After claiming on Monday there were factions within FOTA determined to scupper hope of a resolution, the FIA yesterday accused the body of trying to take control of the regulations and commercial rights.
"The FIA and FOM (Formula One Management) have together spent decades building the FIA Formula One World Championship into the most watched motor sport competition in history," claimed the FIA.
"In light of the success of the FIA's Championship, FOTA - made up of participants who come and go as it suits them - has set itself two clear objectives: to take over the regulation of Formula One from the FIA, and to expropriate the commercial rights for itself.
"These are not objectives which the FIA can accept."

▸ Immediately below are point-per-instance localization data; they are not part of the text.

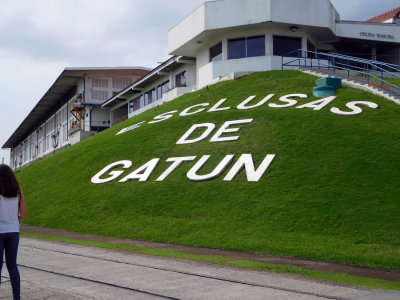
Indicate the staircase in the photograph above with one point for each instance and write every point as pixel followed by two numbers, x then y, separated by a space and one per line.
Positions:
pixel 368 75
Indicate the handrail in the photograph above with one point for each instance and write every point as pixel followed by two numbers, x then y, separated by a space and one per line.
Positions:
pixel 396 67
pixel 336 61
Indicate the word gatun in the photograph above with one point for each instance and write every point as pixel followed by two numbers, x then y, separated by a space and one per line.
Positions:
pixel 245 161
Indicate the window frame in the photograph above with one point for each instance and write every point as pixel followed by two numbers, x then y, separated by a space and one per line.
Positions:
pixel 246 46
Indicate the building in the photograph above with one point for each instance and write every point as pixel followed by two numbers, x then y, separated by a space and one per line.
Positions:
pixel 68 112
pixel 220 40
pixel 224 39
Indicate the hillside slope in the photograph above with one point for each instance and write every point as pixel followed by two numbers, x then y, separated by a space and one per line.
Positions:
pixel 331 192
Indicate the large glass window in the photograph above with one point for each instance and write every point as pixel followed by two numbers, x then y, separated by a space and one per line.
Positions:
pixel 283 45
pixel 180 79
pixel 246 47
pixel 216 52
pixel 256 46
pixel 141 100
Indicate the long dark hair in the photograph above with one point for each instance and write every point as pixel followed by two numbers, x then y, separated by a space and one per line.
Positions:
pixel 9 186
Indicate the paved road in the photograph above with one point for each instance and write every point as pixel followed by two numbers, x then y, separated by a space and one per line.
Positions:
pixel 51 270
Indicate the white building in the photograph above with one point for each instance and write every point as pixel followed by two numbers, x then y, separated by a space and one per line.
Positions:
pixel 225 38
pixel 68 112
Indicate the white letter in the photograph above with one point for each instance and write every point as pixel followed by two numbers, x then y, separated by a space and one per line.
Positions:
pixel 225 129
pixel 114 174
pixel 184 140
pixel 186 113
pixel 243 104
pixel 216 106
pixel 217 171
pixel 143 172
pixel 318 104
pixel 290 102
pixel 163 116
pixel 355 110
pixel 176 162
pixel 246 161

The FIA maintain they are determined to "ensure that Formula One is the most technologically challenging motor sport - and it will be financial restrictions that make this possible."
In their statement the FIA proceeded to attack recent assertions by FOTA regarding the sport's governance, the new regulations and the prospect of a two-tier championship.
With regard to the latter, the FIA now insist there will only be one set of rules, and have suggested that without FOTA pressure, the situation might have been different.
"What is interesting is that for several of the existing teams, the idea of greater technical freedom with financial constraints was very attractive," added the FIA.
"Left to their own devices, at least half the existing teams would have adopted those rules."
Of key concern to FOTA has been how the Federation plan to police the cap, citing intrusiveness into their business.
The books will apparently be self-verified by the team's auditors, and as the FIA point out: "If there is no intention to cheat, regulation should not present a threat.
"The FIA already regulates every aspect of technical performance and deals with vast amounts of confidential proprietary technical information without partiality or 'interference'."
With the technical and financial changes the FIA are to implement, they claim Formula One "would wither and die," and that it would "lose its teams".
FOTA last night refused to officially respond, although as one source remarked: "This is being viewed as a panic measure by the FIA."
The time for panic might be on Friday when Formula One loses the names that are part of its rich history.